# Good samaritan helps a kangaroo in need



## Ripcord22A (Jul 22, 2016)

@Bloke
http://thechive.com/2016/07/22/good-samaritan-helps-a-kangaroo-in-need-video/

Sent from my LG-H811 using My Freemasonry Pro mobile app


----------



## Bloke (Jul 22, 2016)

jdmadsenCraterlake211 said:


> @Bloke
> http://thechive.com/2016/07/22/good-samaritan-helps-a-kangaroo-in-need-video/
> 
> Sent from my LG-H811 using My Freemasonry Pro mobile app


Thanks 

That reminds me of another animal being helped; very famous image:





Have you seen this one ?





WBro David Tree and “Sam the koala”

The photo became an international iconic image of the Black Saturday 2009 fires in Victoria which were Australia’s worst bushfire disaster. David was photographed in his CFA uniform holding Sam’s “hand” and giving her water from a water bottle. The photo (and a video) were taken about a week before Black Saturday while trying to get the Delburn Fire complex under control.


----------



## Ripcord22A (Jul 22, 2016)

Yeah i have seen that pic.

Is it bad that i laughed out loud when the kangaroo ran in to the car?

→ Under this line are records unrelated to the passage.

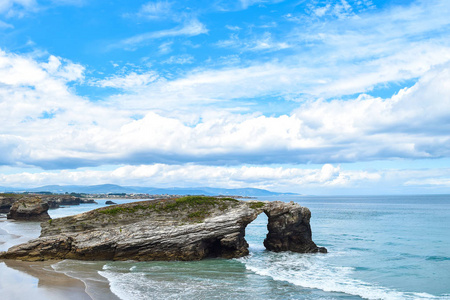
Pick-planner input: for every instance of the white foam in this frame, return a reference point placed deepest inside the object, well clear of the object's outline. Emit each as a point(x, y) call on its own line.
point(313, 271)
point(96, 286)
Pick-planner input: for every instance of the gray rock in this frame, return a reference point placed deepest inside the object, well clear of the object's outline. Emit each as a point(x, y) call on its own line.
point(29, 209)
point(7, 201)
point(169, 229)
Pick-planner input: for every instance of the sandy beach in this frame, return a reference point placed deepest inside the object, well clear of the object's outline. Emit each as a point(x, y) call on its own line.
point(23, 280)
point(37, 280)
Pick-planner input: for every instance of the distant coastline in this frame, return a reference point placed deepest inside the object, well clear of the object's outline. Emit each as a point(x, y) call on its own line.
point(116, 191)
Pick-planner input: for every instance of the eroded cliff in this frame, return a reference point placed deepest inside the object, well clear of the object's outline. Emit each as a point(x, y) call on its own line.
point(188, 228)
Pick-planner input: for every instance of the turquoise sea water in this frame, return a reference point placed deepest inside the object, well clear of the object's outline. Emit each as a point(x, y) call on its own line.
point(380, 247)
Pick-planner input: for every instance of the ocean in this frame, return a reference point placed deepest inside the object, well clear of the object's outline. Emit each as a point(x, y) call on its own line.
point(379, 247)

Sent from my LG-H811 using My Freemasonry Pro mobile app


----------



## Bloke (Jul 22, 2016)

jdmadsenCraterlake211 said:


> Yeah i have seen that pic.
> 
> Is it bad that i laughed out loud when the kangaroo ran in to the car?
> 
> Sent from my LG-H811 using My Freemasonry Pro mobile app


Probably..... but perhaps understandable.


----------



## Warrior1256 (Sep 6, 2016)

Both nice stories.


----------